Mit Widerspruchsbescheid vom 17.02.1997 wies die Beklagte den Widerspruch der Klägerin als unbegründet zurück. Durch den Lohnsteuerklassenwechsel zum 01.10.1991 sei eine wesentliche Änderung der Verhältnisse gemäß § 48 SGB X eingetreten. Im Antrag auf Alüg habe die Klägerin mit ihrer Unterschrift bestätigt, das Merkblatt für Arbeitslose erhalten und von seinem Inhalt Kenntnis genommen zu haben. Außerdem habe sie mit ihrer Unterschrift erklärt, ihr sei bekannt, dass sie dem Arbeitsamt sofort Veränderungen anzuzeigen habe, die gegenüber den im Antrag angegebenen Verhältnissen eingetreten seien. Dieser Mitteilungspflicht sei die Klägerin zumindest grob fahrlässig nicht nachgekommen. Mit der Vorlage der Lohnsteuerkarte zum Zwecke der Hinterlegung habe sie lediglich ihrer Pflicht aus § 150b Satz 2 AFG entsprochen. Allerdings dürfe die Beklagte die auf der zur Hinterlegung übergebenen Lohnsteuerkarte enthaltenen Daten weder verarbeiten noch nutzen.
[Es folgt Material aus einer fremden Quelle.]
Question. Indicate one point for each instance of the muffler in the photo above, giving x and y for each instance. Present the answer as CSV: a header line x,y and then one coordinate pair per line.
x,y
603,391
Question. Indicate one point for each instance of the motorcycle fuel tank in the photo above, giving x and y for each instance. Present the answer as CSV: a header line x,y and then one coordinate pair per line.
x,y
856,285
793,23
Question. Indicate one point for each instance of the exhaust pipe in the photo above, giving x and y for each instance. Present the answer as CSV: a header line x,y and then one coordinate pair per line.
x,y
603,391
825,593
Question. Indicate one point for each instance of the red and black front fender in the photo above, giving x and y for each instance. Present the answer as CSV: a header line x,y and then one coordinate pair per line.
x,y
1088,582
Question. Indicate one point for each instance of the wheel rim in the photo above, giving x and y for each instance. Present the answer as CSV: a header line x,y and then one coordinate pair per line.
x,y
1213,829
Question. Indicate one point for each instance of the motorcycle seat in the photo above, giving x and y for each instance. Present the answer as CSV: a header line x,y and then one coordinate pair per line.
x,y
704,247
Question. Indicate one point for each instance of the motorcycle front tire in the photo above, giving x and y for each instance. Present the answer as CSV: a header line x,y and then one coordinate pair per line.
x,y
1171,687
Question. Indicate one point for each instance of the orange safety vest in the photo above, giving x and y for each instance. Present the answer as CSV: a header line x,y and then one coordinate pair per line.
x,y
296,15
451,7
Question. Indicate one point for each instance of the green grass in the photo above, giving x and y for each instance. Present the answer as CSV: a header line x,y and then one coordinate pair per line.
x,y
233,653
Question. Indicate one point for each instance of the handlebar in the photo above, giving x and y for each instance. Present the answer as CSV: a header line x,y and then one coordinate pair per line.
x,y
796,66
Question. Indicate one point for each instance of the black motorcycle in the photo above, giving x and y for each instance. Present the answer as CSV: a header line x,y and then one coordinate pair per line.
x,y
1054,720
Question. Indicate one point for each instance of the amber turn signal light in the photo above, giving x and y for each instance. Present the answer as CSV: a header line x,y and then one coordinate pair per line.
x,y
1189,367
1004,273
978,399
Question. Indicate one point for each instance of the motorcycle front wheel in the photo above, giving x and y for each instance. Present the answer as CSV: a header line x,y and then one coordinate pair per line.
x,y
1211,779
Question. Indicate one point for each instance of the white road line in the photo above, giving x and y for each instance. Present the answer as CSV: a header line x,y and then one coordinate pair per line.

Am 27.02.1997 hat die Klägerin zu Protokoll des Sozialgerichts (SG) Leipzig Klage erhoben. Die überzahlten Leistungen habe sie zur Bestreitung ihres Lebensunterhaltes verbraucht.

Mit Urteil vom 21.04.1999 hat das SG die Klage als unbegründet abgewiesen. Die Klägerin sei ihrer sich aus § 60 SGB I ergebenden Mitwirkungspflicht grob fahrlässig nicht nachgekommen, indem sie der Beklagten den Lohnsteuerklassenwechsel zum 01.10.1991 nicht mitgeteilt habe. Die Klägerin sei im Merkblatt für Arbeitslose sowie auch im Merkblatt für Alüg-Bezieher darauf hingewiesen worden, dass sie der Beklagten unverzüglich jede Änderung in den für den Leistungsbezug maßgeblichen Verhältnissen mitzuteilen habe. So fern die Klägerin vortrage, sie habe ihre Steuerkarte stets hinterlegt, sei dies zwar möglich, weil § 150b AFG mit Wirkung zum 27.06.1993 in Kraft getreten sei. Die Beklagte dürfe jedoch die auf der Lohnsteuerkarte enthaltenen Daten nicht nutzen. Die Pflicht zur Hinterlegung solle keine Erleichterung gegenüber den gesetzlich normierten Mitteilungspflichten nach § 60 SGB I darstellen.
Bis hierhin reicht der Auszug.